Mesmo os pacientes que estão na enfermaria, menos graves, chegam no Emílio Ribas com uma série de debilitações por causa da dificuldade de respirar. A fraqueza decorrente do esforço para tomar ar faz com que não se alimentem. Não têm força para mastigar. “Alguns chegam em jejum”, conta a chefe da nutrição clínica do hospital, Miriam Barcha Schlesinger, de 48 anos. 

Enfermeiros do hospital Emílio Ribas preenchem documentação de pacientes. Foto: Tiago Queiroz/Estadão

No passado, no Emílio Ribas, os nutricionistas sentavam ao lado do paciente, os entrevistavam e definiam a dieta. Agora, dada a facilidade da propagação da doença, a equipe evita entrar nos quartos e escolhe o cardápio com base nos prontuários. Precisamos economizar os EPIs (equipamentos de proteção individual). Às vezes, conseguimos ligar para o paciente e tirar alguma dúvida”, afirmou Miriam. Como não conseguem digerir e estão fracos, os pacientes em geral recebem suplementos alimentares fáceis de engolir e hipercalóricos.
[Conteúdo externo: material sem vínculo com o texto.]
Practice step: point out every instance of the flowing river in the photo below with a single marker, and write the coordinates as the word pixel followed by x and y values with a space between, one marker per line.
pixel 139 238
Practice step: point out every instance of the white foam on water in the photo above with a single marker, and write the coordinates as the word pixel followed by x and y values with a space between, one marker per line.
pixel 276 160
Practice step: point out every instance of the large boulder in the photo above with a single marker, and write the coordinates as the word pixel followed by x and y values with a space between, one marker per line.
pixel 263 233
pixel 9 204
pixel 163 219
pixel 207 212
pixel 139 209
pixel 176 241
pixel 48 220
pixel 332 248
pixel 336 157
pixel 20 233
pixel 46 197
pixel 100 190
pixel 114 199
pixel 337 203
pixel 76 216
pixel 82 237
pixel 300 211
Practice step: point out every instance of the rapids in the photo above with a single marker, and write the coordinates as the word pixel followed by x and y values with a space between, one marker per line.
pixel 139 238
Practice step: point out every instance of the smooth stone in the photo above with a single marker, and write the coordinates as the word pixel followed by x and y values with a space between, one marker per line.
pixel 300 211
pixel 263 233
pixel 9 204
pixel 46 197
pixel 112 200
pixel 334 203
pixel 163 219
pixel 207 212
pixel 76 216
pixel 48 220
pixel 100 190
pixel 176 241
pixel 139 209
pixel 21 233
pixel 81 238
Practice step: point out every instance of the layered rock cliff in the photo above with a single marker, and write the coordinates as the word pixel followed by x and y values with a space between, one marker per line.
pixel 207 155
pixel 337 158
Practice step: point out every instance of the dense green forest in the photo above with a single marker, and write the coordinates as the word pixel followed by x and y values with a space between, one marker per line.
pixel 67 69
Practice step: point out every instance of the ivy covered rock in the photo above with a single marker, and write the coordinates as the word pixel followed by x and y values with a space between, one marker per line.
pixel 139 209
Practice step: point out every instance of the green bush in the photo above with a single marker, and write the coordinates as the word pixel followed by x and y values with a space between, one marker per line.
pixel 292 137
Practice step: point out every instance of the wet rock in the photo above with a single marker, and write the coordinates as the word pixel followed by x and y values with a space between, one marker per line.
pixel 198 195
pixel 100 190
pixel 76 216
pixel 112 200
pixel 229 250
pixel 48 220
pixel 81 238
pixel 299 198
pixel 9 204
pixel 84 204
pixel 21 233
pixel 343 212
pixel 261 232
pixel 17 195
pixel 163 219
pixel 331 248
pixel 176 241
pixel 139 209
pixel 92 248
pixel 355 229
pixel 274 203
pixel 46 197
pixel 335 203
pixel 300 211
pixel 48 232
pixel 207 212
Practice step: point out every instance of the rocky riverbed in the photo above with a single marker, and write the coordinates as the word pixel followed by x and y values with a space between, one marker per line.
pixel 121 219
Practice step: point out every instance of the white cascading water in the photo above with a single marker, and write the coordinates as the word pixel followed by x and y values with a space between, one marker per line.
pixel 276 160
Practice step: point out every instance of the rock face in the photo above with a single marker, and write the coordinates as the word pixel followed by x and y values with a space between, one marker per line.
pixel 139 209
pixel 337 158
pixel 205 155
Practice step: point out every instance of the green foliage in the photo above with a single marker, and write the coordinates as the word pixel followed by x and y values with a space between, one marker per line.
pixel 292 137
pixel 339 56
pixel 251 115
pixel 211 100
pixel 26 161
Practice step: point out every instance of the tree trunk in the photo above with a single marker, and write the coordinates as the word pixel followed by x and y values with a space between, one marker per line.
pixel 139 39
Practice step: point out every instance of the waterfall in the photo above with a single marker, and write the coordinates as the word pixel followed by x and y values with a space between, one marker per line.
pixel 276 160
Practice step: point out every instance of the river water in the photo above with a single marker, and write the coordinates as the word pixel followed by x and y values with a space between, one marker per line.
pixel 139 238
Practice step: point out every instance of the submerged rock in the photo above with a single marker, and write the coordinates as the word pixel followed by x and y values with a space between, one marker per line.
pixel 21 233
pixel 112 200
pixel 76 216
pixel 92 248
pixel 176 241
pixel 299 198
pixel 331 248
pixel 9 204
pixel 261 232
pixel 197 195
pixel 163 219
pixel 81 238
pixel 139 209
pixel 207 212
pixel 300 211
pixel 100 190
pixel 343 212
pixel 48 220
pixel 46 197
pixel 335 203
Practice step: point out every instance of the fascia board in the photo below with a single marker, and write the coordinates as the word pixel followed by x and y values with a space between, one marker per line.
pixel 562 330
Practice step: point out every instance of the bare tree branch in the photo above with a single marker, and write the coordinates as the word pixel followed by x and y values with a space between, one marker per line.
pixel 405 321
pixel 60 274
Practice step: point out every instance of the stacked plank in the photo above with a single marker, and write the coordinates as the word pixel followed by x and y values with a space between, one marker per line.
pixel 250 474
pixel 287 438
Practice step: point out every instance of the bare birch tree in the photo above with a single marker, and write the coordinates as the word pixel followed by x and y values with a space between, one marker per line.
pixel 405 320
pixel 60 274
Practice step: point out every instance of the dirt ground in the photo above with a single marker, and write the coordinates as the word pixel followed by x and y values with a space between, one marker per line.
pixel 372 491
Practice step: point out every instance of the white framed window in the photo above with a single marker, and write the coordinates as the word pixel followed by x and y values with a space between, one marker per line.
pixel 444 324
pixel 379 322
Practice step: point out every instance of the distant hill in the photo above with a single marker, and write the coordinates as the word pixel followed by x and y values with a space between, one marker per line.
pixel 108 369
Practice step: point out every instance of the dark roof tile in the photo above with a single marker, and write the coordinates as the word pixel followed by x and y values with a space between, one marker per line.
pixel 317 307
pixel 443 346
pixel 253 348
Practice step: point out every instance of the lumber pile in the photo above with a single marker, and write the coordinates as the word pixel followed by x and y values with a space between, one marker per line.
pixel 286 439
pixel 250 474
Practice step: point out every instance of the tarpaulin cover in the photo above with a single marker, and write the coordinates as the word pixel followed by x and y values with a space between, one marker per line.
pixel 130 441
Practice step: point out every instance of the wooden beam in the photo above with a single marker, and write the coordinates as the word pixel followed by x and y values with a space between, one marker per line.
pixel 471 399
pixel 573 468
A falta de ar traz um dilema. De um lado, há a necessidade dos respiradores, vitais para ajudar o corpo a receber oxigênio e fazer as trocas de gases que mantém o organismo funcionando. De outro, se forem usados durante muito tempo, enfraquecem a musculatura dos pulmões. Por isso, os pacientes também precisam de fisioterapia. “Eles recebem fisioterapia tanto na UTI quanto na enfermaria”, conta Graziela Ultramari Domingos, chefe dos fisioterapeutas. É quando saem da UTI que o trabalho é mais vital, explica ela.

O hospital

O Emílio Ribas é uma instituição centenária (existe desde 1880) que sempre recebeu pacientes de doenças infecciosas. Tratou varíola, gripe espanhola, meningite, aids. É o lugar do Sistema Único de Saúde (SUS) em São Paulo que serve de barreira para doenças que podem se espalhar.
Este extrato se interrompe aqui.